Arrivato al binario 2, il ragazzo diede un’occhiata al tabellone delle partenze; era previsto un ritardo di dieci minuti per il suo treno. La banchina, come già predetto dalla impassibile cassiera, era invasa da centinaia di turisti in canottiera e pantaloncini, tutti notevolmente seccati dal ritardo. Quando finalmente il treno arrivò in stazione, un’enorme quantità di persone si accalcò per prendere i posti a sedere, mentre Riccardo a stento riusciva a districarsi tra la folla. Riuscito finalmente a salire sul penultimo vagone, dopo esser rimasto qualche minuto in apnea, schiacciato da due grossi uomini nordici, si girò intorno più volte per cercare un posto vuoto. Ne trovò uno, con grossa fortuna, accanto ad una simpatica vecchina, sulla sinistra.
<< So cosa stai cercando di fare>> disse una voce femminile dietro di lui, << ma non ci pensare nemmeno o ci sediamo tutti o non si siede nessuno!>>.
<< Ma non troveremo mai tre posti vicini!
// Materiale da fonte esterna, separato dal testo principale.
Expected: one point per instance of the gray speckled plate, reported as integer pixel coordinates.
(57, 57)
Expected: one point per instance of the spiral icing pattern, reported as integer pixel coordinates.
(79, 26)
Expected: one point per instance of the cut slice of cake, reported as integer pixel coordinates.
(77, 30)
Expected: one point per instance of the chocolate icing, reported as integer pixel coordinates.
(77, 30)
Già è stata una fortuna riuscire ad entrare senza riportare danni. E poi, il mio zaino pesa!>> disse polemicamente Riccardo alla contrariata Sara.
<< Aspettate, aspettate! Forse ne ho visti tre lì in fondo, nel vagone successivo>> disse a voce alta Daniele, indicando tre piccoli sedili sul fondo dell’ultimo vagone.
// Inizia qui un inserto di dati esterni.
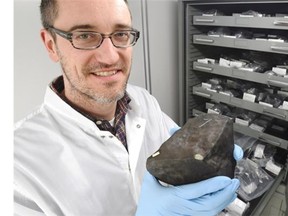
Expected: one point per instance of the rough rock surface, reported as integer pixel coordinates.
(201, 149)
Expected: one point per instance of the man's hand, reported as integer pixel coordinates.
(205, 198)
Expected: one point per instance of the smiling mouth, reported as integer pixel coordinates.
(105, 74)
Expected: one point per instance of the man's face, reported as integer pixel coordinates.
(100, 74)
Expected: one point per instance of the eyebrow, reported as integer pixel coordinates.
(87, 26)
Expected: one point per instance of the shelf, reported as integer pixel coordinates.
(273, 140)
(242, 43)
(268, 80)
(255, 107)
(279, 23)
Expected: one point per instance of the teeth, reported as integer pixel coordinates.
(108, 73)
Riccardo e Sara si guardarono negli occhi e quest’ultima disse all’amico biondo: << Tu sei il più veloce, corri ad occuparli! Presto, prima che li prendano quei tre bambini cinesi!>>.
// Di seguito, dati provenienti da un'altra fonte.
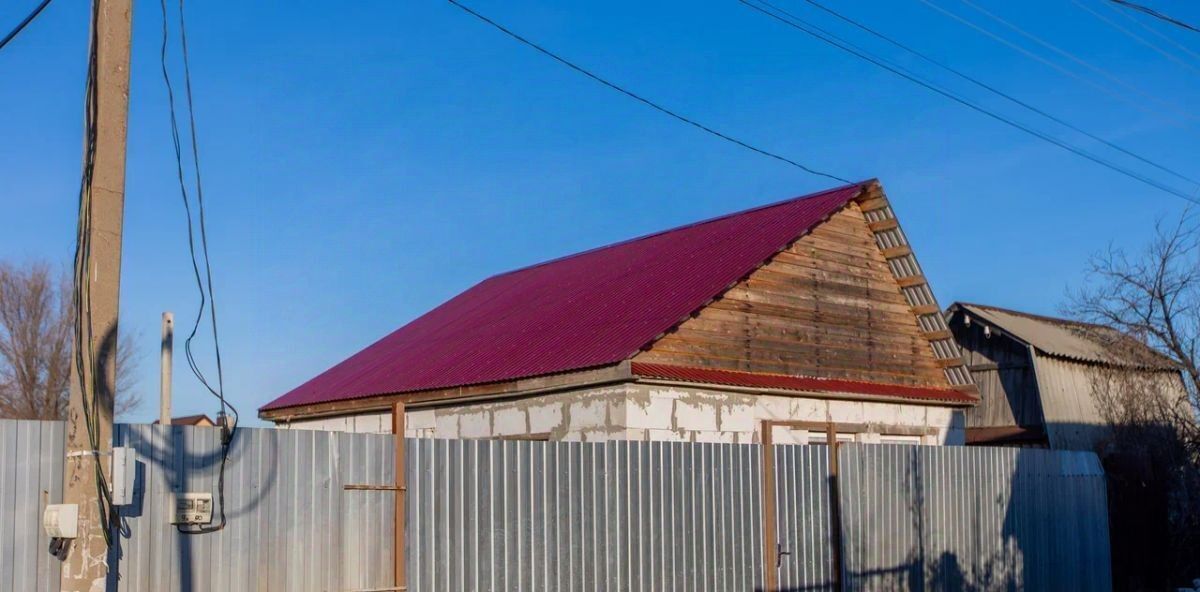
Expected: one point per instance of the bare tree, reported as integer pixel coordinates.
(36, 326)
(1152, 450)
(1153, 297)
Il ragazzo cominciò affannosamente a farsi spazio tra la folla, a suon di gomitate e inciampi tra i piedi dei turisti. Alla fine, la corsa a ostacoli di Daniele si rivelò proficua: i tre amici riuscirono ad aggiudicarsi i tre posti, in barba ai piccoli monelli cinesi.
<< Allora, che ne dici? Sono serviti a qualcosa tutti questi anni spesi a correre dietro ad un pallone, no? O pensi ancora che fare sport sia un passatempo per stupidi?>> disse Daniele, prendendo dolcemente la mano di Riccardo, seduto accanto.
<< Sicuramente sono serviti a qualcosa, ma la conquista di un posto in treno non è abbastanza per convincermi a dedicarmi all’attività agonistica>> disse Riccardo, guardando dolcemente negli occhi l’amico .
<< Va bene, io ci ho provato! Meglio lasciarti ai tuoi disegni. A proposito, credi che riuscirai a fare un quadro decente di questo benedetto lago stavolta? O lo scarterai come hai sempre fatto?>> chiese divertito Daniele.
<< Non ne sono sicuro, ma sono fiducioso. Ho proprio la sensazione che oggi andrà bene, sai?>> disse Riccardo con un grosso sorriso sulle labbra, mentre guardava va la stazione allontanarsi dal finestrino << credo che andrà proprio bene da oggi in poi>>.